The Legend of Sleepy Hollow, by Washington Irving

That's right, kids, I read that this week. All 79 pages of it. One of the young ones that I'm staying with this week is having to read it for her 8th grade Honors English class so I thought I'd breeze through it and jog my memory...since my most frequent encounter with the story is As Told By Tim Burton and Johnny Depp.

I know that if you look to the right you'll see that one of my requirements is that I will say nothing if I can't say something nice...but my feelings about the book are ambivalent at best so I'm going to try. Also this is going to be a bit shorter than normal, because I feel that 500 words is almost as long as the book itself.

It starts out nicely enough, a description of the town itself and of Ichabod the School Master. Irving has a knack for description that many modern writers lack. The downside of this is that he gets so mired in the describing of birds, food, clothes, etc, that he winds away from the story and has to bring himself back.

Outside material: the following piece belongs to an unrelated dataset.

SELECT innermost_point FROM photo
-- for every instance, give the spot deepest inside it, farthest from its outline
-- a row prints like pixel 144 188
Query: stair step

All of the suspenseful action (unless you find his courtship of the Van Tassle girl suspenseful) comes at the end of the story and leaves the reader to decide for herself what exactly happened to Ichabod. If we cared about his Ichabod at all, that might be a good thing. As it was, I feel like I now need to go watch Sleepy Hollow and allow the updated (and significantly creepier) version to wash the taste of the original away.

Respect is due, and given, to Washington Irving for dreaming up and recording this seed of an adventure...but unfortunately it stays just that - a seed. Or maybe I'm just jaded and spoiled. I'll leave that to you to decide. It really is 79 pages. That's an hour of your time to come to your own conclusions.